In a report, Midway Beach’s coastal engineer says the existing dune is well-vegetated and stable and the proposed project “does not provide an appreciable storm damage protection benefit for the existing property.”

New Jersey is seeking to exercise its eminent domain powers to seize a 1,600-foot strip of oceanfront land for the U.S. Army Corps of Engineers to construct 22-foot high dunes.

Larry Hajna, a New Jersey Department of Environmental Protection spokesman, said properly engineered beaches and dunes protect lives and property.

“We commend those property owners and coastal communities that have worked cooperatively over the years to provide easements that are necessary for construction of a coast-wide system of engineered beaches and dunes,” he said. “They recognize the importance of protecting their own communities as well as mutually protecting their neighboring communities.”

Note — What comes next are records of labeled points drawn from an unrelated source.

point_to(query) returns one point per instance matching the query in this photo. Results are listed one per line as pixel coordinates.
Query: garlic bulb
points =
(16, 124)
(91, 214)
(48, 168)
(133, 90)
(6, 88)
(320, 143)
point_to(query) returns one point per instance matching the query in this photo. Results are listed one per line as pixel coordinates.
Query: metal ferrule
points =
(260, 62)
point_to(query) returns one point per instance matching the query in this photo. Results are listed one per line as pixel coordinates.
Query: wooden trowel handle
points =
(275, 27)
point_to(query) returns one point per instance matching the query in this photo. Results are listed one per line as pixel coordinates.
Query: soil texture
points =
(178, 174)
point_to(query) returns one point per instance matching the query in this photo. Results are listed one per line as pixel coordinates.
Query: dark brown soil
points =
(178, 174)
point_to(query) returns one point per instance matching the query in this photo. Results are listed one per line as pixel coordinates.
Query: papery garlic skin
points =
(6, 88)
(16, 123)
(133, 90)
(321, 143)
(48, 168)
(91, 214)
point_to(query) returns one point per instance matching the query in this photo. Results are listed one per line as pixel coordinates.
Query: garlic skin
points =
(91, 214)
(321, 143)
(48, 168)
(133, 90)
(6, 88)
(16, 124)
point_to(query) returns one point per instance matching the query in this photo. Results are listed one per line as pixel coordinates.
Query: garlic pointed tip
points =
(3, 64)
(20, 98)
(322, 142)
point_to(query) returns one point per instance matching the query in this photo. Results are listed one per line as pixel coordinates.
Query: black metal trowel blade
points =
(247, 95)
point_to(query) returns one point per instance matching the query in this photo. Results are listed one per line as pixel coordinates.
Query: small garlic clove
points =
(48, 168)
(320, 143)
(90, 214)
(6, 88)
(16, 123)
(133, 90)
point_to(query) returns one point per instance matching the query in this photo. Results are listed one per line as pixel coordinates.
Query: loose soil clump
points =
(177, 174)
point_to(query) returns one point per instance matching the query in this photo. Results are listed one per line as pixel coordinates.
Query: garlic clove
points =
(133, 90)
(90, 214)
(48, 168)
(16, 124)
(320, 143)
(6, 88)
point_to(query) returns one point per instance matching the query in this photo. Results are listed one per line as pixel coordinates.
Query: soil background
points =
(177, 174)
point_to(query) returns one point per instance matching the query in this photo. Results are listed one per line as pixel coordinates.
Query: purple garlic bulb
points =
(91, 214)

In a WHYY report earlier this year, Dominick Solazzo, the association’s resident dune expert and maintainer, said for decades, volunteers have built up the expansive dune system organically through creative erosion control without any tax dollars.

And Stewart Farrell, director of the Stockton University’s Coastal Research Center, said the Midway Beach system represents the “the most dynamic ‘bootstrap’ dune project on the coast,” according to a National Geographic article,

“There’s no need for bulldozers or shovels when the wind does the work of building the dune,” he added.